Polizei fahndet nach falschem Gerichtsvollzieher – schon über 100 Personen geschädigt

In Tschechien treibt seit geraumer Zeit ein falscher Gerichtsvollzieher sein Unwesen. Er weise sich unter dem Namen Marek Holeček aus und habe auf sieben Konten schon über 1,6 Millionen Kronen (ca. 66.000 Euro) angehäuft, sagte ein Polizeisprecher. Seit Donnerstag vergangener Woche befassen sich die Detektive der Antikorruptionsabteilung der Polizei mit dem Fall. Noch haben sie keinen Tatverdächtigen ermittelt. Der Vizepräsident der Gerichtsvollzieher-Kammer, Jiří Prošek, schloss nicht aus, dass es auch mehrere Täter geben könne. Bisher wurden mehr als 100 Klienten geschädigt. Weil aber immer noch weitere Polizeiakten mit Anlageschriften aus ganz Tschechien zusammengetragen würden, dürfte sich diese Zahl noch erhöhen, bemerkte der Polizeisprecher.

Popstar George Michael startete in Prag Europatournee „Symphonica!“

Drei Jahre nach der Konzertreise „25 Live“ hat Popstar George Michael am Montag in Prag sein Comeback gegeben. Begleitet von den sanften Tönen eines Symphonie-Orchesters startete der 48-Jährige die Europatournee „Symphonica!“ in der historischen Staatsoper in der Nähe des Prager Wenzelsplatzes. Für Michael ist es ein Comeback nach Negativschlagzeilen: Im vorigen Jahr musste er wegen Trunkenheit am Steuer in Großbritannien eine vierwöchige Gefängnisstrafe verbüßen. In einem weiteren emotionalen Augenblick sagte Michael dem Publikum, er und sein langjähriger Lebensgefährte Kenny Goss hätten sich bereits vor zweieinhalb Jahren getrennt. Als Grund für die Trennung nannte er Alkoholprobleme. Ab dem 5. September tritt der Brite mit griechisch-zypriotischen Wurzeln zu Konzerten in Berlin und in acht weiteren deutschen Städten auf.

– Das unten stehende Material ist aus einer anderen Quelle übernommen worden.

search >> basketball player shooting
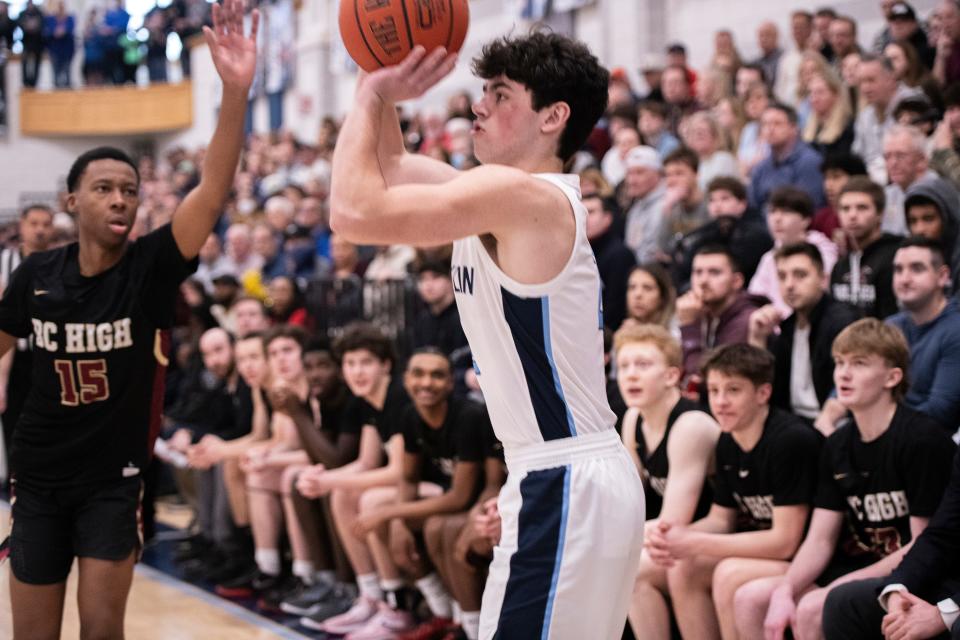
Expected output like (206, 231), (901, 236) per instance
(0, 0), (258, 640)
(330, 33), (644, 639)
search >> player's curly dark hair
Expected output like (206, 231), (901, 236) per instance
(473, 31), (610, 162)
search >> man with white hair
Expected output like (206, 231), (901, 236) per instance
(222, 222), (263, 278)
(882, 125), (937, 236)
(623, 146), (667, 264)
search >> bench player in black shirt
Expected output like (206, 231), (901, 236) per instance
(614, 324), (720, 637)
(638, 344), (821, 639)
(354, 347), (493, 635)
(735, 318), (956, 639)
(0, 0), (258, 638)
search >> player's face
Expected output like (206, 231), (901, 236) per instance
(837, 191), (883, 245)
(907, 204), (943, 240)
(403, 353), (453, 408)
(67, 160), (140, 248)
(627, 270), (663, 322)
(233, 338), (267, 387)
(267, 338), (303, 380)
(833, 353), (903, 410)
(777, 255), (824, 311)
(342, 349), (390, 398)
(893, 247), (950, 311)
(303, 351), (340, 397)
(707, 370), (771, 433)
(233, 300), (268, 336)
(617, 342), (680, 409)
(472, 75), (541, 166)
(20, 209), (53, 251)
(690, 253), (743, 305)
(767, 209), (810, 246)
(200, 329), (233, 380)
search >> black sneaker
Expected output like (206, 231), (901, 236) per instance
(280, 580), (334, 616)
(300, 584), (357, 631)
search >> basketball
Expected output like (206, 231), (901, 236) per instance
(340, 0), (470, 71)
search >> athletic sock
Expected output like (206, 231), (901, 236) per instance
(293, 560), (316, 584)
(380, 578), (405, 609)
(460, 611), (480, 640)
(253, 549), (280, 576)
(416, 573), (453, 618)
(357, 573), (383, 600)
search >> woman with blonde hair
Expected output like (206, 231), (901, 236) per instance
(680, 111), (740, 190)
(803, 70), (853, 156)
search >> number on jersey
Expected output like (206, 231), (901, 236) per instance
(53, 358), (110, 407)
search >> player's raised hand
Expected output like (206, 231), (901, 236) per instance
(361, 45), (457, 102)
(203, 0), (260, 91)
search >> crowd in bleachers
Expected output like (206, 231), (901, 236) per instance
(9, 0), (960, 640)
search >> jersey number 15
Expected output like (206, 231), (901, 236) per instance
(53, 359), (110, 407)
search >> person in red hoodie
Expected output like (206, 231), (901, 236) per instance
(677, 244), (768, 394)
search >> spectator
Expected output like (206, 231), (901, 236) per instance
(883, 124), (937, 236)
(803, 70), (853, 157)
(749, 242), (859, 424)
(267, 275), (313, 330)
(623, 147), (667, 262)
(17, 0), (44, 89)
(43, 0), (75, 89)
(638, 344), (820, 640)
(904, 178), (960, 292)
(852, 55), (919, 184)
(933, 0), (960, 87)
(773, 11), (812, 111)
(657, 147), (710, 259)
(737, 84), (770, 177)
(583, 196), (637, 330)
(735, 320), (956, 638)
(680, 110), (739, 189)
(673, 176), (773, 288)
(661, 66), (700, 134)
(710, 29), (743, 78)
(747, 187), (837, 317)
(638, 100), (680, 160)
(754, 22), (783, 88)
(883, 39), (943, 107)
(677, 245), (767, 387)
(823, 16), (860, 66)
(251, 224), (294, 281)
(413, 259), (469, 359)
(750, 104), (826, 212)
(810, 153), (867, 240)
(888, 238), (960, 435)
(830, 176), (901, 319)
(622, 262), (680, 337)
(223, 223), (263, 277)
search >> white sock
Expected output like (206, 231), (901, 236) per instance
(293, 560), (316, 584)
(416, 573), (453, 618)
(253, 549), (280, 576)
(460, 611), (480, 640)
(357, 573), (383, 600)
(313, 569), (337, 584)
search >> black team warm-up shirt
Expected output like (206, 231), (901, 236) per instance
(0, 225), (196, 487)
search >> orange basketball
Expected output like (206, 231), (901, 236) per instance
(340, 0), (470, 71)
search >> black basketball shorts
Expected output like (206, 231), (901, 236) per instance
(10, 477), (143, 585)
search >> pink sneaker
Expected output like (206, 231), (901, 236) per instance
(323, 596), (382, 635)
(344, 602), (416, 640)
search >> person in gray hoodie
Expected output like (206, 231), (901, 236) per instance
(903, 178), (960, 293)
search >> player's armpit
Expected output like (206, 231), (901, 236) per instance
(330, 166), (572, 245)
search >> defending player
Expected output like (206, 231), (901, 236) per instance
(330, 33), (643, 638)
(0, 0), (258, 638)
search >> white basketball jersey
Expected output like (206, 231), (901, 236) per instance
(451, 174), (616, 448)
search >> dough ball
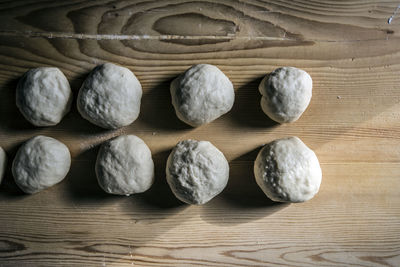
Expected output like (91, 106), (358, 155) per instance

Damková wird für den Posten der Präsidentin des Fußballverbands kandidieren

Die ehemalige Schiedsrichterin Dagmar Damková wird für den Posten der Präsidentin des Tschechischen Fußballverbands kandidieren. Damková sagte am Dienstag gegenüber dem Internetserver Hattrick.cz, sie werde kandidieren, da sie die notwendige Unterstützung habe. Sie wolle dem tschechischen Fußball helfen, fügte Damková hinzu. Ihren Worten zufolge würde die Meinung einer Frau dem Fußball nützen. Um den Posten wird sie auf der Sondervollversammlung am 16. September mit dem bisherigen Vizepräsident des Verbands, Jindřich Rajchl, kämpfen. Die 36-Jährige beendete Anfang August die Schiedsrichterkarriere, nachdem sie in die Schiedsrichterkommission der Uefa gewählt worden war.

Das Wetter am Mittwoch: heiter, vereinzelt Schauer, 30 bis 34 Grad

Am Mittwoch ist es in Tschechien heiter, in Böhmen ist vereinzelt mit Schauern oder Gewittern zu rechnen. Die Tageshöchsttemperaturen liegen bei 30 bis 34 Grad Celsius. In Lagen über 1000 Meter erreichen die Höchstwerte 27 Grad Celsius.